Pertemuan selalu diakhiri dengan perpisahan. Masa hidupku berganti, lingkungan indah itu pun hilang.

Sekarang yang tersisa justru kehidupan keras yang penuh siksaan. Fakta menyakitkan baru kutemukan saat hidupku tepat berada di ujung tanduk.

Aku gagal masuk universitas, tetapi aku tak menyesal. Aku justru sedih berkepanjangan saat putus dari pacar. Aku hancur, merasa diriku ini sudah tak berguna, jadi aku dibuang.

Aku ingin menyangkal seperti nasihat mereka. Namun, makin direnungi justru fakta itu makin terasa kuat.

Aku memang tak berguna.

Hari-hariku yang telah dilalui sudah lebih dari sepuluh ribu, tetapi apa yang kudapat sekarang? Harusnya ada banyak pencapaian. Harusnya hidupku ada peningkatan. Namun, ...

Tidak ada.

Benar-benar tidak ada.

Sekarang yang kutemukan hanyalah diriku. Benar-benar diriku yang sendirian.
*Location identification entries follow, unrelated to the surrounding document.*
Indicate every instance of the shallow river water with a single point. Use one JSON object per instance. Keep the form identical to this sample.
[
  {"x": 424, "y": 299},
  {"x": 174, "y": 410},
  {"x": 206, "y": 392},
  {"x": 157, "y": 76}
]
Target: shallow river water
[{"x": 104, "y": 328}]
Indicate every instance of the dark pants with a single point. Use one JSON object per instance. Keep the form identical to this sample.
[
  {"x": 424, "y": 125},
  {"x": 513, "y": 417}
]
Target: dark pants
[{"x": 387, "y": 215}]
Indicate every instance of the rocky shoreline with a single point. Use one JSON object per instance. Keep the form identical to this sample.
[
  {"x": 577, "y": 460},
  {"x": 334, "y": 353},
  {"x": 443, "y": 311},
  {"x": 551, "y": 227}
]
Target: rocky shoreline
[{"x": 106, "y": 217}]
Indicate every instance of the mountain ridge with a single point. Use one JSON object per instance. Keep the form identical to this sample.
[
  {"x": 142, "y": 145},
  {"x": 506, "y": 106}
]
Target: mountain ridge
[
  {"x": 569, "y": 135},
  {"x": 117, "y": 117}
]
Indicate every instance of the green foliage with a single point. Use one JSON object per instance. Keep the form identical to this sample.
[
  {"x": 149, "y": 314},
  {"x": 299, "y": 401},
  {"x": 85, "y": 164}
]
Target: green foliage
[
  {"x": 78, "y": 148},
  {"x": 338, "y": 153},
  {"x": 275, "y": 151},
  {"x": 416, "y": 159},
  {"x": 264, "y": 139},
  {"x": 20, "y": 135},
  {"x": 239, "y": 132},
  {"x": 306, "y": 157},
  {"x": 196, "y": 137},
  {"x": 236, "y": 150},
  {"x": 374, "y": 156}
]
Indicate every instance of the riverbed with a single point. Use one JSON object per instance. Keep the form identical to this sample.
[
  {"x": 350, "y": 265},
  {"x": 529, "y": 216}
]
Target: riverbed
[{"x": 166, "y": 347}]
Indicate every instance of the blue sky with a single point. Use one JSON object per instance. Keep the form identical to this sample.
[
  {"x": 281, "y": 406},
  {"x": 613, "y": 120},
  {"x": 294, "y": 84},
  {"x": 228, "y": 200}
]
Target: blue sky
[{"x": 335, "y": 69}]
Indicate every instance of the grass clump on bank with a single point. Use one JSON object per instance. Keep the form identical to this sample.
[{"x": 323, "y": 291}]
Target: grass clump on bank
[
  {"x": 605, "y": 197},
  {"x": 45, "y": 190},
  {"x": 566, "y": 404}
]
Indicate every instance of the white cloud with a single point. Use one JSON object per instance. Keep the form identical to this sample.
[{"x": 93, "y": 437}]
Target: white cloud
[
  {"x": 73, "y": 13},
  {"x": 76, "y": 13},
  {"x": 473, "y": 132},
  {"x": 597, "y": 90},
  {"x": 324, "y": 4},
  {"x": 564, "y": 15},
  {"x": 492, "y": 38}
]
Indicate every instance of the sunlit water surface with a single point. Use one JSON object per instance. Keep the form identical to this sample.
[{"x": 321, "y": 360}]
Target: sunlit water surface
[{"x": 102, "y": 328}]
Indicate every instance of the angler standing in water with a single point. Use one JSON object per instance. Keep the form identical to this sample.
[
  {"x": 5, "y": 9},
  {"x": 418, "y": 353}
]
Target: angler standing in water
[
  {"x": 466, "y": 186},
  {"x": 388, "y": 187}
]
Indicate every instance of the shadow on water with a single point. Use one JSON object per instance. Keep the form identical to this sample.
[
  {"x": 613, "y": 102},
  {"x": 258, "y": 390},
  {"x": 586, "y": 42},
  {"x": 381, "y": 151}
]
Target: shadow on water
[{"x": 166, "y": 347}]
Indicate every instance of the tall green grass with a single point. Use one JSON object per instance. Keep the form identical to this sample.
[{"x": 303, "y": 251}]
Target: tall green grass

Mama-Papa masih ada, tetapi mereka kelihatan jauh dan menatap dengan penuh kehampaan.

Teman-teman telah pergi entah ke mana. Sepertinya mereka sibuk dengan dunia masing-masing.

Lalu, tak ada tali-tali balon di tanganku. Ah, padahal balon-balon itu berisi kertas impian, cita-cita, dan tujuan hidupku.

Jadi, sekarang aku tak punya apa-apa. Dan aku benci ini.

Aku benci saat aku menyadari bahwa betapa aku ini tak berguna. Aku tak suka saat ternyata aku tahu bahwa diriku tak bernilai; tak lebih dari orang gagal yang masih diberi kesempatan hidup. Aku ingin marah saat menyadari bahwa aku telah banyak membuang waktu, menepikan diri dari zona produktif hanya untuk kesenangan sesaat.

Aku orang gagal?

Ya, dan aku membencinya.

Aku membenci diriku.

Aku amat membenci diriku yang payah dan bodoh ini.